Sur le plan économique, les choses vont si mal pour une partie substantielle de la population, que les Nations-Unies, sans attendre, auraient décidé de verser une aide au pays, pour venir au secours de près de 3,5 millions de personnes en situation d’insécurité alimentaire allant de sévère à importante. En termes clairs, il y a 3,5 millions de nos compatriotes qui ne mangent pas à leur faim et certains d’entre eux sont carrément menacés de famine. C’est de cela que l’on parle. Et c’est assez grave pour que l’ONU intervienne sans demander son reste à l’État haïtien qui ne contrôlerait d’ailleurs plus rien et qui n’exercerait quasiment aucune de ses fonctions régaliennes, les plus élémentaires.

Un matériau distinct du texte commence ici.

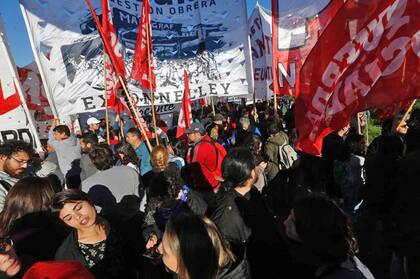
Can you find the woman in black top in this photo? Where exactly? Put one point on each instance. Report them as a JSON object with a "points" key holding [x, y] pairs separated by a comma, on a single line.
{"points": [[92, 241]]}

Pourtant, ce n’est pas faute d’avoir reçu une transfusion importante de fonds de la part de la diaspora en 2018 qui aurait transféré près de 3 milliards de dollars U.S. (2,9 milliards de dollars selon la Banque de la République d’Haïti). Ces transferts dépassent le budget national et auraient même augmenté de 9% en un an, malgré tous les déboires du pays, malgré tous les affres auxquels sont soumis les membres de cette diaspora en visite à leur terre natale.

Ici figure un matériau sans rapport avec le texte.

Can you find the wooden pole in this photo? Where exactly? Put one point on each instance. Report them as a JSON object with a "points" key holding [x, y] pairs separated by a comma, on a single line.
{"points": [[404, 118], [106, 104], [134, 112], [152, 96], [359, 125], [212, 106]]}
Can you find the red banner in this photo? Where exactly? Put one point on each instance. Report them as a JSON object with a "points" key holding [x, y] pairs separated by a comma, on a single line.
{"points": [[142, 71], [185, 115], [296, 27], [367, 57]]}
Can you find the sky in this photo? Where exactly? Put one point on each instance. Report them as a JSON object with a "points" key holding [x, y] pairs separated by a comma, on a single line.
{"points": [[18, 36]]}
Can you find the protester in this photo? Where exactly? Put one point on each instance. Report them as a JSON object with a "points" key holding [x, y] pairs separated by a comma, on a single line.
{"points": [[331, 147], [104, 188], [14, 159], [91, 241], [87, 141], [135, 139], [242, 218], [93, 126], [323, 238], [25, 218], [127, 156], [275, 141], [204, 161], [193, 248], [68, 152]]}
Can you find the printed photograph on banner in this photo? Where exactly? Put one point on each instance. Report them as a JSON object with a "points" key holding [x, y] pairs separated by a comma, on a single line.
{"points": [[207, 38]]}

Sur le plan administratif, c’est le capharnaüm total. Le Président, après mures réflexions et de longues consultations, est revenu à son idée première. Il a choisi le ministre de la Communication et de la Culture de l’actuel gouvernement, récemment sanctionné et renvoyé par un vote de la Chambre des Députés. À sa face même, il paraît évident au commun des mortels qu’une telle décision du Président est hasardeuse. Tous les membres de ce gouvernement étant solidairement assujettis à cette sanction parlementaire, il paraît clair que M. Lapin ne devrait pas être éligible comme Premier Ministre nommé. Mais le Président n’en a cure. À moins que M. Lapin ne soit lancé dans cette arène comme un premier appât, un sacrifié pour le prochain Premier Ministre nommé. Le Premier Ministre par intérim aurait simplement pavé la voie à sa ratification au Parlement. Toujours à ce chapitre, on constate une confusion des genres qui stupéfie les observateurs. Le FMI voulait discuter de la difficulté de procéder au déblocage des fonds prévus au prêt de 229 millions de dollars octroyés à Haïti et, devinez qui se pointe pour en discuter? Entre autres, M. Gary Bodeau, député de son état actuel. Tout Président de la Chambre basse qu’il soit, je ne vois pas à quel titre il se présenterait à une assemblée réservée aux décideurs du palier exécutif. Il est vrai qu’il est un allié sûr et important du Pouvoir. Néanmoins, sa dévolution de responsabilité demeure encore le contrôle de l’Exécutif et le vote des lois, pas la prise des décisions à la place de ce dernier, ni les dispositions à prendre pour assurer les versements de ce prêt.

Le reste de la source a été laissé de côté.